Hong Kong Revisited John Needham

A grey, luminous, spring day, already humid. Clumps of bamboo frame a view of rugged green hills and a silvery bay. The shoreline is all coves and headlands, and from here the sea looks enclosed, like a lake. I could be an old Chinese scholar gazing down from his mountain pavilion. But 'here' is in fact my mother-in-law's front door-step, in a Buddhist retirement village in the New Territories, a few minutes drive from the city.
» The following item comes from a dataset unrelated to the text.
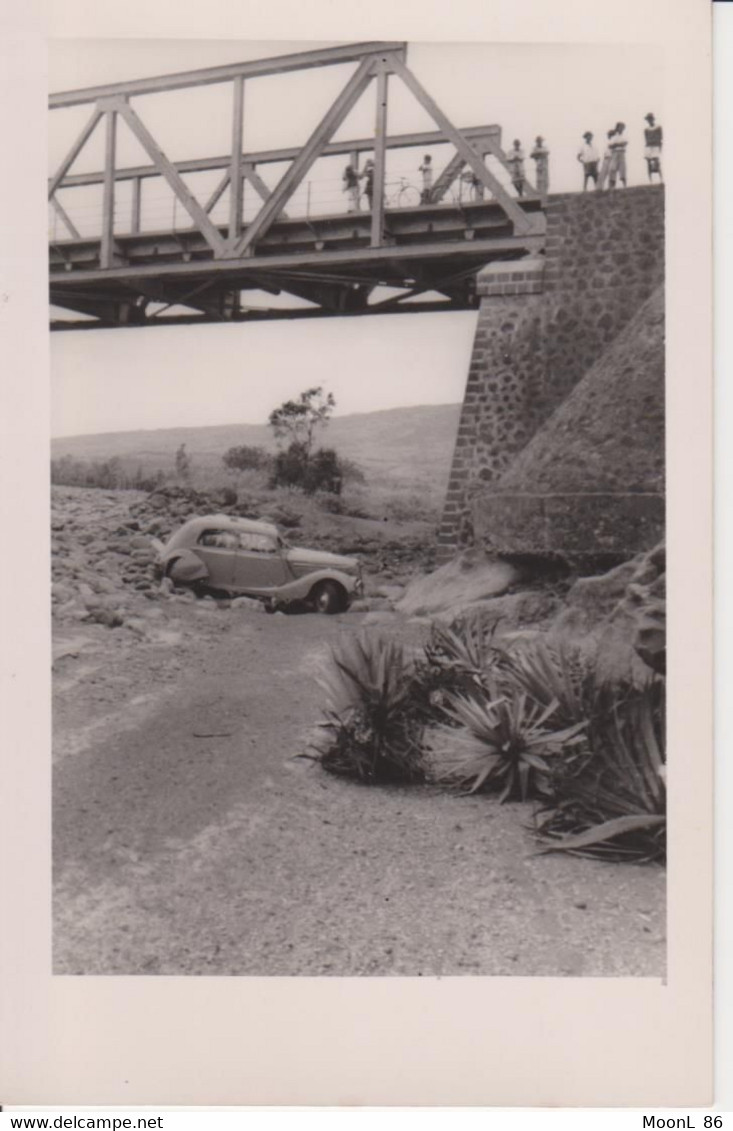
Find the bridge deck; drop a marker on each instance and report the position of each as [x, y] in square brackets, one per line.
[327, 260]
It's reassuring to find that Hong Kong still has its quiet places. When my wife and I were courting in the sixties, a ten-cent ride on a ferry or a short drive in a car would always take us to some beach or hill that felt like the Outer Hebrides. And I still have a vivid memory of swimming, one hot summer's day, just up the coast from here, with two colleagues from the university. We basked in the warm sea, flopping over occasionally to dive to a cooler depth; there was no sound but the murmur of the waves on the shore; between the glow of the sky and the glitter of the water the world seemed melting to a spaceless, timeless haze; a lotus-eating sort of day. But our floating dreams were abruptly disturbed by a deep hollow 'boom' - a sound rather felt than heard, a vague, powerful force that gave the whole surrounding body of water a sudden push; then left everything just as before.